Maryland’s Hogan Claims Refusing to Wear a Mask Isn’t ‘Constitutional Right’

Maryland’s Hogan Claims Refusing to Wear a Mask Isn’t ‘Constitutional Right’
Maryland Gov. Larry Hogan talks to reporters during a news briefing about the ongoing novel coronavirus pandemic in front of the Maryland State House in Annapolis, Md., on April 17, 2020. Chip Somodevilla/Getty Images
Matthew Vadum
Updated:

Maryland Gov. Larry Hogan likened those who refuse to wear face masks during the current pandemic to drunk drivers, declaring that no one has a “constitutional right to walk around without a mask”—a claim disputed by a legal expert.

The Republican governor made the statement at a Nov. 23 press conference as Marylanders were preparing for the Thanksgiving holiday on Nov. 26, and days after the state reported its second-highest daily increase of new coronavirus infections since the pandemic began, bringing the cumulative statewide total to just under 180,000.
“It’s sort of like saying ‘I have a constitutional right to drive drunk.’ ‘I have a constitutional right to not wear a seat belt,’ or to yell fire in a crowded movie theater, or to not follow the speed limit,” he said, adding that many have already died from the CCP virus that causes the occasionally lethal disease COVID-19.

“There’s no constitutional right to walk around without a mask,” Hogan said. “Wear the mask.”

Facial mask-wearing, which has been mandated in Maryland for several months already, is still required in all indoor public locations and outdoors where social distancing isn’t possible.

“High visibility compliance units” from the Maryland State Police will be attending at businesses to make sure pandemic restrictions are being observed, Hogan said. He encouraged Marylanders to report those flouting social-distancing rules and related restrictions to state police on a 24/7 telephone line or by email.
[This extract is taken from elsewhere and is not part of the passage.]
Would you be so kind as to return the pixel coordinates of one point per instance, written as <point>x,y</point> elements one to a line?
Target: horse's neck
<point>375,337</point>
A constitutional lawyer took issue with Hogan’s claim that refusing to wear a face mask isn’t a right protected by the U.S. Constitution, calling it “ridiculous,” and saying “there are numerous problems with it [i.e. the mask mandate] that implicate constitutional rights.”
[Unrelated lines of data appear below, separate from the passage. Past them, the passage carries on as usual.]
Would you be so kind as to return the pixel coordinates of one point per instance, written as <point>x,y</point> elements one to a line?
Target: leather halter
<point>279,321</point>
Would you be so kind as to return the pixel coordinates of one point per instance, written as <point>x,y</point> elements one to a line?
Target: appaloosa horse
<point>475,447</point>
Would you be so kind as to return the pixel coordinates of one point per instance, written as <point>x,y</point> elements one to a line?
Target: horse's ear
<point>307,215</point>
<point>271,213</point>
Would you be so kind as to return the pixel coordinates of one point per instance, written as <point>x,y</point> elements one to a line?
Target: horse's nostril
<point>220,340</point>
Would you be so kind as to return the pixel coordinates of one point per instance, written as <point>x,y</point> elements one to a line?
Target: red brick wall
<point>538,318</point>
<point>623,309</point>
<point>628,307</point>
Hogan’s assertion is “absolute nonsense,” said Christopher Ferrara, special counsel to the Thomas More Society, a public-interest law firm.
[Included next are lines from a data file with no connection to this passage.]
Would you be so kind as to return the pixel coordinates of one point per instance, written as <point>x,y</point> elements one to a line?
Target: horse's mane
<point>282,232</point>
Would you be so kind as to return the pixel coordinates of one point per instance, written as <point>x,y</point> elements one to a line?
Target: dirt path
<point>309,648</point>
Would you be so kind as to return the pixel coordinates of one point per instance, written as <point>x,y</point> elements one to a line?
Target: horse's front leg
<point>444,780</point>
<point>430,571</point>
The requirement to wear a mask runs afoul of the First Amendment because it is “compelled expression,” as well as “compelled participation in a medical experiment,” Ferrara told The Epoch Times in an interview.

“That’s a direct attack on bodily integrity and autonomy.”

Moreover, “there is no evidence that these masks do anything,” Ferrara said, referencing a recent mask study from Denmark that was published Nov. 18 in the Annals of Internal Medicine. The study, a large randomized clinical trial, questions the conventional wisdom that masks prevent community spread.

“You have the Danish study now, you have other studies that all show that not only that they do nothing but they become vectors of viral spread because they become contaminated,” he said.

“You’re actually risking your health by wearing these stupid things all day long, and everybody reuses them, they keep in their pockets, their cup holders, their glove compartments. They wear the same mask day in and day out just to get into the stores they want to patronize. Nobody’s following the proper protocols for wearing them.”

“It’s a charade,” Ferrara added, “and so to compel people to engage in conduct that could affect their health against their will, poses an obvious constitutional issue.”

Donny Ferguson, a former congressional aide and president of the nonprofit Americans for a Better Economy, said masks “work” and that “everyone should wear them,” but said in his opinion “government has no legitimate power to compel behavior from peaceful people.”

“A mask mandate will absolutely be enforced most harshly on those without political influence,” he said.

“There are already statutes against assault and willfully spreading disease that can be used against people we’ve seen intentionally coughing, puffing, or spitting on others.”

The Epoch Times reached out to Hogan’s office for a comment but didn’t receive an immediate response.